37 views Asked by At

I'm trying to understand how ThreadPoolExecutor and ProcessPoolExecutors work. My assumption for this test was that CPU-bound tasks such as increasing a counter wouldn't benefit from running on ThreadPoolExecutors because it doesn't release the GIL, so it can only use one process at a time.

@measure_execution_time
def cpu_slow_function(item):
    start = time.time()
    duration = random()
    counter = 1
    while time.time() - start < duration:
        counter += 1
    return item, counter


def test_thread_pool__cpu_bound():
    """
    100 tasks of average .5 seconds each, would take 50 seconds to complete sequentially.
    """

    items = list(range(100))

    with ThreadPoolExecutor(max_workers=100) as executor:
        results = list(executor.map(cpu_slow_function, items))

    for index, (result, counter) in enumerate(results):
        assert result == index
        assert counter >= 0.0

To my surprise, this test takes about ~5s to finish. Based on my assumptions, it should be taking ~50s, 100 tasks of an average of 0.5s each.

What am I missing?

2

There are 2 answers

0
Solomon Slow On BEST ANSWER

The GIL does not prevent Python threads from running concurrently. It only prevents more than one thread from executing a byte code at any given moment in time.

At any given moment, your program will have one worker that actually is in the middle of executing a byte code, and 99 workers that all are awaiting their chance to execute their next byte code, and in the mean time, the time.time() clock is ticking (i.e., real time is passing) for all of them.

0
SIGHUP On

You can see the effect of GIL in the following variation of your code:

from concurrent.futures import ProcessPoolExecutor, ThreadPoolExecutor
from time import perf_counter, time
from os import cpu_count

def func(item: int) -> tuple[int, ...]:
    start = time()
    counter = 1
    while time() - start < 0.5:
        counter += 1
    return item, counter

def main():
    n = max(2, cpu_count() or 2) - 1
    for executor in ProcessPoolExecutor, ThreadPoolExecutor:
        with executor(n) as exe:
            begin = perf_counter()
            for _ in exe.map(func, range(100)):
                pass
            duration = perf_counter() - begin
            print(executor.__name__, f"{duration:.4f}s")

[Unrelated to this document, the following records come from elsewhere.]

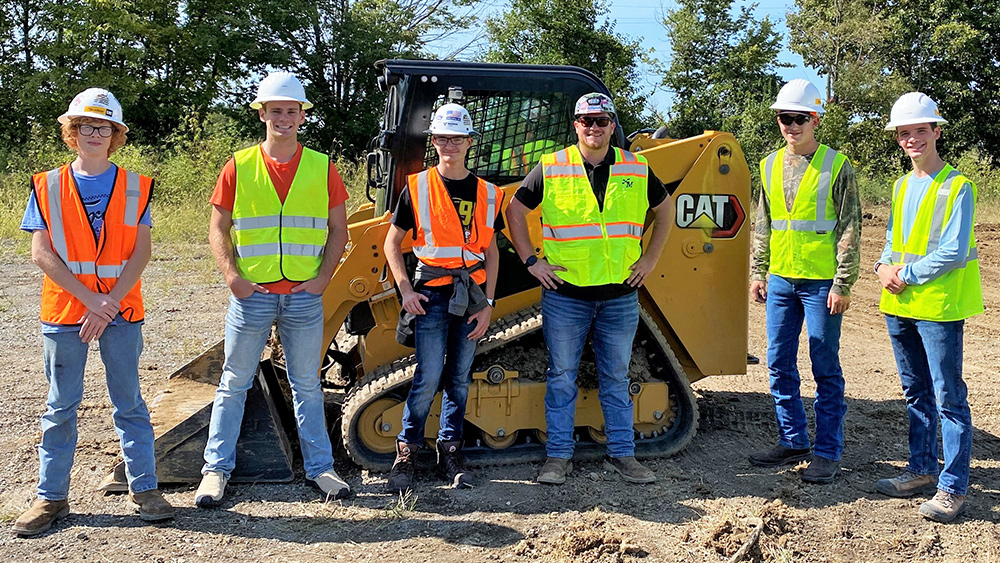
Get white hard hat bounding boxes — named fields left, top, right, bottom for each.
left=885, top=92, right=948, bottom=130
left=250, top=72, right=313, bottom=110
left=58, top=88, right=128, bottom=132
left=770, top=79, right=825, bottom=115
left=425, top=103, right=476, bottom=136
left=574, top=93, right=616, bottom=117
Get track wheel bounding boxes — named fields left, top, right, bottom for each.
left=355, top=397, right=402, bottom=455
left=481, top=430, right=518, bottom=449
left=533, top=429, right=548, bottom=444
left=586, top=427, right=608, bottom=444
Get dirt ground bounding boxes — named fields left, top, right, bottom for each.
left=1, top=217, right=999, bottom=563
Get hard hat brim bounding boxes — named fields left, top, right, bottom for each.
left=57, top=111, right=129, bottom=133
left=250, top=96, right=314, bottom=110
left=424, top=127, right=478, bottom=136
left=885, top=116, right=948, bottom=130
left=769, top=102, right=825, bottom=115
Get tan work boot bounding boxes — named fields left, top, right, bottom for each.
left=386, top=442, right=420, bottom=494
left=919, top=490, right=965, bottom=523
left=875, top=471, right=937, bottom=498
left=537, top=457, right=573, bottom=485
left=129, top=489, right=175, bottom=522
left=12, top=499, right=69, bottom=537
left=603, top=456, right=656, bottom=484
left=195, top=471, right=229, bottom=508
left=311, top=469, right=350, bottom=500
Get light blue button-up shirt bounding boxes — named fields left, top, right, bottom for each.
left=878, top=171, right=974, bottom=285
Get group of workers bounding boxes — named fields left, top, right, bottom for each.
left=11, top=68, right=981, bottom=538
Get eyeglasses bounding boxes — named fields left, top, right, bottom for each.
left=431, top=135, right=470, bottom=146
left=777, top=113, right=812, bottom=126
left=75, top=124, right=115, bottom=138
left=576, top=116, right=612, bottom=128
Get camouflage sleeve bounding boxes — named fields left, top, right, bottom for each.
left=750, top=188, right=770, bottom=282
left=831, top=162, right=862, bottom=296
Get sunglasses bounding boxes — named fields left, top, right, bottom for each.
left=778, top=113, right=812, bottom=126
left=576, top=116, right=612, bottom=127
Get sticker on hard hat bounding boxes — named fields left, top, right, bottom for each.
left=675, top=193, right=745, bottom=239
left=84, top=105, right=113, bottom=117
left=94, top=93, right=110, bottom=105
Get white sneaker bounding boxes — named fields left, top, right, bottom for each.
left=311, top=469, right=350, bottom=500
left=195, top=471, right=228, bottom=508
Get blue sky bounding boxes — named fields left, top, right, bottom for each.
left=431, top=0, right=823, bottom=117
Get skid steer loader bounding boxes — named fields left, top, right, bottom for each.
left=101, top=59, right=750, bottom=488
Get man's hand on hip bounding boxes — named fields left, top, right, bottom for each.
left=467, top=305, right=492, bottom=340
left=290, top=276, right=329, bottom=296
left=229, top=276, right=269, bottom=299
left=528, top=258, right=566, bottom=290
left=626, top=255, right=658, bottom=287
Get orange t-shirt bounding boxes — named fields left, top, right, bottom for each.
left=210, top=144, right=349, bottom=294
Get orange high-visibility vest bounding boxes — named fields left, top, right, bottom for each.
left=32, top=165, right=152, bottom=325
left=406, top=167, right=502, bottom=287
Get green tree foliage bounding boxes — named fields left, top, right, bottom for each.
left=659, top=0, right=786, bottom=159
left=483, top=0, right=648, bottom=135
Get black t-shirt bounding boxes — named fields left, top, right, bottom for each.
left=392, top=172, right=505, bottom=235
left=513, top=147, right=671, bottom=301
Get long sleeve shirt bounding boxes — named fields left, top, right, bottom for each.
left=877, top=172, right=975, bottom=285
left=750, top=150, right=863, bottom=296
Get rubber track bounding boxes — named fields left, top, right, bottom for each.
left=340, top=304, right=698, bottom=472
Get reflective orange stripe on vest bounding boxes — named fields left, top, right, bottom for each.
left=407, top=168, right=502, bottom=287
left=33, top=165, right=152, bottom=325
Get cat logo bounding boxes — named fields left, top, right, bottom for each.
left=675, top=193, right=745, bottom=239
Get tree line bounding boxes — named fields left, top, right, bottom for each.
left=2, top=0, right=999, bottom=192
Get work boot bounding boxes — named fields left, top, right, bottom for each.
left=311, top=469, right=351, bottom=500
left=875, top=471, right=937, bottom=498
left=195, top=471, right=229, bottom=508
left=386, top=441, right=419, bottom=494
left=603, top=456, right=657, bottom=484
left=436, top=440, right=474, bottom=489
left=536, top=457, right=573, bottom=485
left=919, top=490, right=965, bottom=523
left=12, top=499, right=69, bottom=537
left=748, top=444, right=812, bottom=468
left=801, top=456, right=840, bottom=484
left=129, top=489, right=175, bottom=522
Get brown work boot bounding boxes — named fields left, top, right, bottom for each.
left=129, top=489, right=175, bottom=522
left=875, top=471, right=937, bottom=498
left=919, top=490, right=965, bottom=523
left=603, top=456, right=656, bottom=484
left=386, top=441, right=419, bottom=494
left=748, top=444, right=812, bottom=468
left=536, top=457, right=573, bottom=485
left=12, top=499, right=69, bottom=537
left=436, top=440, right=474, bottom=489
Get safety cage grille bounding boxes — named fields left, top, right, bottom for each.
left=422, top=91, right=580, bottom=186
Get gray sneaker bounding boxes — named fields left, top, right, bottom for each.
left=801, top=456, right=839, bottom=484
left=603, top=456, right=656, bottom=484
left=537, top=457, right=573, bottom=485
left=919, top=489, right=965, bottom=523
left=875, top=471, right=937, bottom=498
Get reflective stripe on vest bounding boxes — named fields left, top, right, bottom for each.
left=761, top=144, right=845, bottom=279
left=408, top=167, right=501, bottom=286
left=231, top=145, right=329, bottom=283
left=879, top=166, right=983, bottom=321
left=539, top=146, right=648, bottom=286
left=33, top=165, right=151, bottom=324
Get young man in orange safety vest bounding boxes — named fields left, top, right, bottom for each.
left=383, top=103, right=503, bottom=493
left=197, top=72, right=351, bottom=506
left=15, top=88, right=174, bottom=537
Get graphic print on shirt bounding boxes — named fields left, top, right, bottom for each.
left=453, top=197, right=474, bottom=242
left=82, top=190, right=111, bottom=240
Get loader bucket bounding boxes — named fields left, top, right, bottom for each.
left=100, top=340, right=294, bottom=489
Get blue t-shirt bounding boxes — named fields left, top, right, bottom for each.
left=22, top=164, right=152, bottom=333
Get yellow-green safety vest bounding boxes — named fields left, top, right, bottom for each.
left=540, top=145, right=648, bottom=286
left=761, top=144, right=847, bottom=279
left=232, top=145, right=329, bottom=283
left=879, top=165, right=983, bottom=321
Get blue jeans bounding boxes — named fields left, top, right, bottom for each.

if __name__ == "__main__":
    main()

For better statistical analysis you should use a constant rather than a variable (pseudo-random) duration. Here we use 0.5s

Also, you need to ensure that both the process and thread pools are of the same size. That size is based on the number of CPUs minus 1.

Output:

ProcessPoolExecutor 7.5492s
ThreadPoolExecutor 7.8219s

We see that multi-threading is a litter slower than multiprocessing in this case because func() is entirely CPU bound.

Note:

Tested on Apple Silicon M2 where os.cpu_count() == 8